Ülke düzeyinde Demokratlar ve Cumhuriyetçiler olarak bilinen iki partili bir siyasal yapıya sahip olan ABD’de her yıl Kasım ayının ilk Salı günü, her türlü seçimin yapıldığı tek gündür.  ABD’de yalnız belediye başkanları değil, eyalet meclisi üyeleri,  valiler, başsavcılar, polis şefleri vb. de seçimle gelir. Yerel demokrasi birçok yerde sol eğilimleri işbaşına getirir. Yönetimler “her düzeyde” seçimle oluşur; ve bunu tamamlayan çok sağlam bir “kurumsal yapı” vardır. Seçmen her şeydir;  ilke olarak seçimle gelene dokunulamaz.  

Geçen Salı yapılan New York belediye başkanlığı seçimleri,  adayın nitelikleri nedeniyle bambaşka bir önem taşımaktaydı. Bu yaz yapılan ön seçimlerde demokratların aday adaylığını kazanıncaya kadar önemsiz bir yerel meclis üyeliği dışında siyasette anı- sanı  

bilinmeyen  Mamdani, oyların yarısından fazlasını alarak kentin belediye başkanı seçildi.     

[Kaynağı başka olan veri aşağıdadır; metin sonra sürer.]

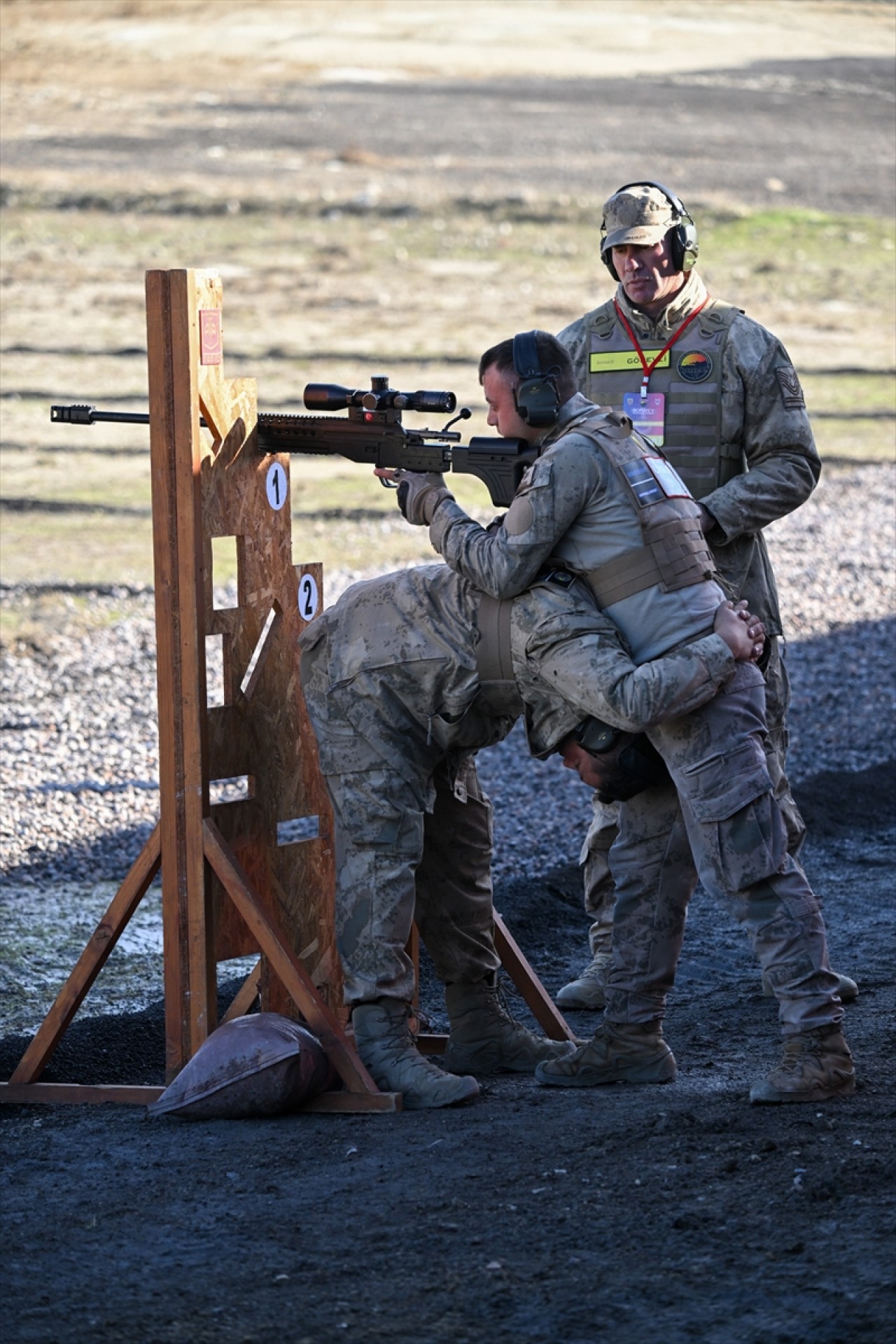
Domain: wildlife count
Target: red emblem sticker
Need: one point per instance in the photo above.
(210, 336)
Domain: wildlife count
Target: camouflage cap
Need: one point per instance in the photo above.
(640, 216)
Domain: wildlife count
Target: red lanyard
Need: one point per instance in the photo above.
(649, 368)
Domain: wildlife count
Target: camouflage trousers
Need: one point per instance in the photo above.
(599, 889)
(397, 863)
(722, 824)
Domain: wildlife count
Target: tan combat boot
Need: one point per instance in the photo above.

Başkan Trump’ın Mamdani’yi hapsettirme olanağı yok;  onun  “çirkin bir komünist, bir  kaçık” olduğunu ısrarla öne sürdü. Onun kazanması durumunda kentin Federal bütçeden her yıl aldığı ve kent bütçesinin yüzde dokuzu, bu yıl yaklaşık on milyar dolar olan ödeneği keseceğini belirtti; tüm olanaklarını kullanarak karşısındaki adayı destekledi ve kaybetti’. Bir de ne oldu dersiniz? 

Trump, New York Belediye Başkanlığı için kendi partisinin adayını değil, güçlü bağımsız aday eski vali  Cuomo’yu destekledi ve Cuomo bu desteğin “kendisine oy kaybettireceğini öne sürerek, reddetti. Özellikle Ortadoğu ve Türkiye’de göklere çıkarılan Başkan Trump kendi ülkesinde bu derece sevilmiyor. 

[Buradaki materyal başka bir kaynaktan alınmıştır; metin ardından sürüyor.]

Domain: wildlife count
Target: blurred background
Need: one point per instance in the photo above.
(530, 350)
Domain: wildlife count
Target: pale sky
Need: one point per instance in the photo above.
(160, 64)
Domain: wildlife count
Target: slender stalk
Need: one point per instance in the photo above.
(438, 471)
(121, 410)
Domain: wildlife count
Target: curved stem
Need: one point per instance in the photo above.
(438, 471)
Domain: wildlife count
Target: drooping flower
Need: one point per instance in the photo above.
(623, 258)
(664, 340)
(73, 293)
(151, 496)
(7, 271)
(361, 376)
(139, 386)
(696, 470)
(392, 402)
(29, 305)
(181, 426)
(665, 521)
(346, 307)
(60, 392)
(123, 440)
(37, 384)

Sosyalist ve Müslüman kimliğini saklamayan ve son savaşta Filistin’i destekleyen  Mamdani’nin karşısında, Trump ile birlikte büyük sermaye gücü, İslam korkusu ve İsrail yandaşlığı vardı. Ancak bu dev güç, “kendi karşıtını” da yaratıyordu. Mamdani, bu gerçeği gördü,  büyük engelleri, genç ve kadın gönüllü ordusuyla yürüttüğü etkin seçim çalışmalarıyla aşmayı bildi. Mamdani, zenginleri vergilendireceğini, özellikle hayat pahalılığını, sokak güvenliğini, parasız kamu ulaşımı ve çocuk bakımını, ucuz barınma, erişilebilir sağlık ve iş bulma konularını öne çıkardı. Gönenç, barış ve umut vurgusu yaptı. Mamdani, seçildikten hemen sonra kendi seçim merkezinde binlerce gönüllüsünün önünde yaptığı önemli konuşmada “Trump, biliyorum, izliyorsun, sesi aç” diye çağrı yapıyordu. ABD doğumlu olmadığı için Başkan olma olanağı bulunmayan Mamdani hem o ülkenin hem de dünyanın siyasetine yeni bir soluk getiriyor. 

Mandani’yi Ekrem İmamoğlu Silivri Zindanından kutladı; Trump korkusundan mı ya da ona bağlılıklarından mı bilinmez Müslüman liderler  

dünya siyasetinde “yeni bir çağ başlatan” sosyalist, Müslüman New York Belediye Başkanını kutlamadılar.